I only gave myself a B minus for that one. Still, I got a smile out of him.
“That is down to the will of the gracious Dragon Lords,” he answered.
“And gracious is the world they have built us,” I responded like the etiquette champion.
But then, as if every dimension has to make sure Crispin doesn’t feel too good about himself, Lok’lok-sur-nep-dahé strode up to me, clucking and shaking his head in disgust. He spent a good thirty seconds painfully tugging at places where my outfit was sagging, muttering “No respect, no respect.”
Blushing, I turned away and found myself facing a woman whose deeply lined face and tightly bound grey hair were a total contrast to her ripped body.

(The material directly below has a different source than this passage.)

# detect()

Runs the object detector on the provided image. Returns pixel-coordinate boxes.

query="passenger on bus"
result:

“Copper Guest, how exciting to meet you,” she said. Over her simple brown dress, she wore a leather apron and chest piece. Her boots looked like they could safely cross a field of razor-sharp lava rock or kick open a thick oaken door. I started to do the bow at her, but she grabbed my forearm for a shake. Clearly not the formal type. “I’m Koras-inby-kir-dahé, Master of Defence of Realm, but most people call me Korda. You know my lead apprentice, I think.”
“Stakrat? Yeah, she’s awesome,” I exclaimed, happy to cut the formality, too. “Hey, can I ask you a question?”